Foto: Ministro do Trabalho e Emprego, Luiz Marinho
Fonte: Clube91.5FM
O governo federal estuda liberar cerca de R$ 7 bilhões do Fundo de Garantia do Tempo de Serviço para aproximadamente 10 milhões de trabalhadores.
A medida integra um pacote econômico voltado à redução do endividamento das famílias brasileiras.
A informação foi confirmada pelo ministro do Trabalho e Emprego, Luiz Marinho, que detalhou que os recursos são referentes a valores que deveriam ter sido liberados anteriormente, mas permaneceram retidos.

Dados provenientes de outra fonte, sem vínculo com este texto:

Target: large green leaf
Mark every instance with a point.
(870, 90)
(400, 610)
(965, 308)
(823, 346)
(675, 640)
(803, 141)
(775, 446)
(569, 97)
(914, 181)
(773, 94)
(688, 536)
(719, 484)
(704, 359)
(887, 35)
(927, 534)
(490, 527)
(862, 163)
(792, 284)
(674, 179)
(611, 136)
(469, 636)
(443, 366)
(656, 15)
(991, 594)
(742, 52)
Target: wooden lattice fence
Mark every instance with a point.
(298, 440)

Segundo o ministro, parte desse montante está ligada a trabalhadores que aderiram ao saque-aniversário do FGTS, foram demitidos e tiveram valores bloqueados como garantia de empréstimos bancários. No entanto, foi identificado que quantias superiores às garantias acabaram ficando retidas, o que motivou a revisão.
A Caixa Econômica Federal, responsável pela gestão do fundo, teria mantido esses valores nas contas dos trabalhadores.
Agora, o governo pretende garantir a liberação integral desses recursos, conforme previsto em medidas anteriores.
Além disso, outra proposta em análise envolve ampliar o uso do FGTS como garantia para empréstimos consignados.
Atualmente, o trabalhador pode comprometer até 10% do saldo do fundo, mas o governo avalia permitir o uso de uma fatia maior, incluindo até mesmo a multa rescisória de 40% em casos de demissão sem justa causa.
A iniciativa faz parte de um conjunto mais amplo de ações para reestruturar dívidas e reduzir o peso das parcelas no orçamento das famílias.
A ideia é promover uma renegociação junto às instituições financeiras, possibilitando condições mais acessíveis de pagamento.
O tema do endividamento tem sido tratado como prioridade pela equipe econômica, diante do aumento das despesas das famílias e do impacto dos juros elevados.
Outros fatores, como mudanças no consumo e novas formas de gasto, também são apontados como influências no orçamento doméstico.
O governo ainda avalia outras medidas complementares, enquanto discute no Congresso temas relacionados ao mercado de trabalho, como a regulamentação de atividades por aplicativos e mudanças na jornada de trabalho.